= International Black Theatre Festival =

African-American festival in North Carolina

The International Black Theatre Festival (IBTF), formerly the National Black Theatre Festival (NBTF), was founded in 1989 by Larry Leon Hamlin in Winston-Salem, North Carolina. Serving as its executive director, Hamlin’s goal in creating the Festival was "to unite black theatre companies in America to ensure the survival of the genre into the next millennium." Held biennially since 1989 for six days, the IBTF showcases the best in African-American theater.

==Beginnings==
As he was doing research for a magazine article in the late 1980s, Hamlin discovered a disconnect between the number of black theatre companies at that time. He concluded that a festival could serve as a method to bring these companies together, and he contacted renowned author and poet Maya Angelou for support. Together, they raised $500,000 in grants and contributions to finance the festival's operating costs. Hamlin stated that the festival "helped dispel a misconception that black theaters were not professional enough to warrant grant money."

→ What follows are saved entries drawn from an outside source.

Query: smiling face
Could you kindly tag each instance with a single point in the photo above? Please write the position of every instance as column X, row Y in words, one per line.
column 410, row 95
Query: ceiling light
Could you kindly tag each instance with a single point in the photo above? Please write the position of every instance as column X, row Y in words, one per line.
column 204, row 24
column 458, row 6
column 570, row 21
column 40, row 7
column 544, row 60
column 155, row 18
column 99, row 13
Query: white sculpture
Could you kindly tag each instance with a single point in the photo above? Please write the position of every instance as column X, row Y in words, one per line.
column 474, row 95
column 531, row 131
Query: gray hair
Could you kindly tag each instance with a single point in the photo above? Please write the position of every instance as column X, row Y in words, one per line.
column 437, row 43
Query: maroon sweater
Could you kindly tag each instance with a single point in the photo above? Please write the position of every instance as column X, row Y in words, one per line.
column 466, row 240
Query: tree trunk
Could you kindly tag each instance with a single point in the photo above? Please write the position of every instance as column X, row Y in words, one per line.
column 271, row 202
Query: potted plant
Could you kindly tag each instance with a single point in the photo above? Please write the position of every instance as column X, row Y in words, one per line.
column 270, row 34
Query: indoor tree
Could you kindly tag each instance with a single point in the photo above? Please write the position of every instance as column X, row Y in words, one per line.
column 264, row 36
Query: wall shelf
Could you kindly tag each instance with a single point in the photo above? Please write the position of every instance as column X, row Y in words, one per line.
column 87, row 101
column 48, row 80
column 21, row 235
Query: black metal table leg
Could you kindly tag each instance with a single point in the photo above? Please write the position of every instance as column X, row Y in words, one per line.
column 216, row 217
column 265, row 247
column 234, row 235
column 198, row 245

The first Festival attracted 10,000 people and offered 30 different performances by 17 of America’s best professional black theatre companies. Its theme was "An International Celebration and Reunion of Spirit". Angelou served as the Festival's first chairperson, and other prominent African-American performers lent their professional and financial support. It was covered by both the national and international media with wide acclaim.

==Challenges==
The IBTF has been successful, but not without difficulties. In 2001, the Festival faced serious financial troubles that threatened its existence. Several funding sources reduced support and the budget for the Festival was left with a $300,000 deficit. In spite of this setback, Hamlin did not cancel the festival and was able to raise enough money to compensate for the loss. He believed that African-American theatre was important and was able to make his dream a success.

==Today==
The IBTF brings nearly 60,000 people to Winston-Salem. In addition to over 100 theatrical performances, highlights of the Festival are the Opening Night Gala, the Readers' Theatre of New Works, the Youth/Celebrity Project, International Colloquia, the International Vendor's Market, a poetry slam, and various workshops and seminars. More than 50 celebrities can be expected to attend the Festival during its run.

The event was renamed to the International Black Theatre Festival beginning in 2024.

The 2007 festival was the first without the direct guidance of Hamlin, who died on June 6, 2007; organizers continued preparations though his presence was missed.

The 2009 NBTF was held August 3–8, 2009, with celebrity co-chairs Ted Lange and Wendy Raquel Robinson.

The 2011 NBTF was held August 1–6, 2011, with celebrity co-chairs Lamman Rucker and T'Keyah Crystal Keymáh.

The 2013 NBTF was held July 29-August 3, 2013, with celebrity co-chairs Tonya Pinkins and Dorien Wilson.

The 2015 NBTF was held August 3-8, 2015, with celebrity co-chairs Debbi Morgan and Darnell Williams.

The 2017 NBTF was held July 31-August 5, 2017, with celebrity co-chairs Anna Maria Horsford and Obba Babatundé.

The 2019 NBTF was held July 29-August 3, 2019, with celebrity co-chairs Margaret Avery and Chester Gregory.

The 2022 NBTF was held August 1-6, 2022, with celebrity co-chairs Lisa Arrindell and Petri Hawkins-Byrd.

The 2024 IBTF will be held July 29–August 3, 2024, with celebrity co-chairs Clifton Davis and Tamara Tunie.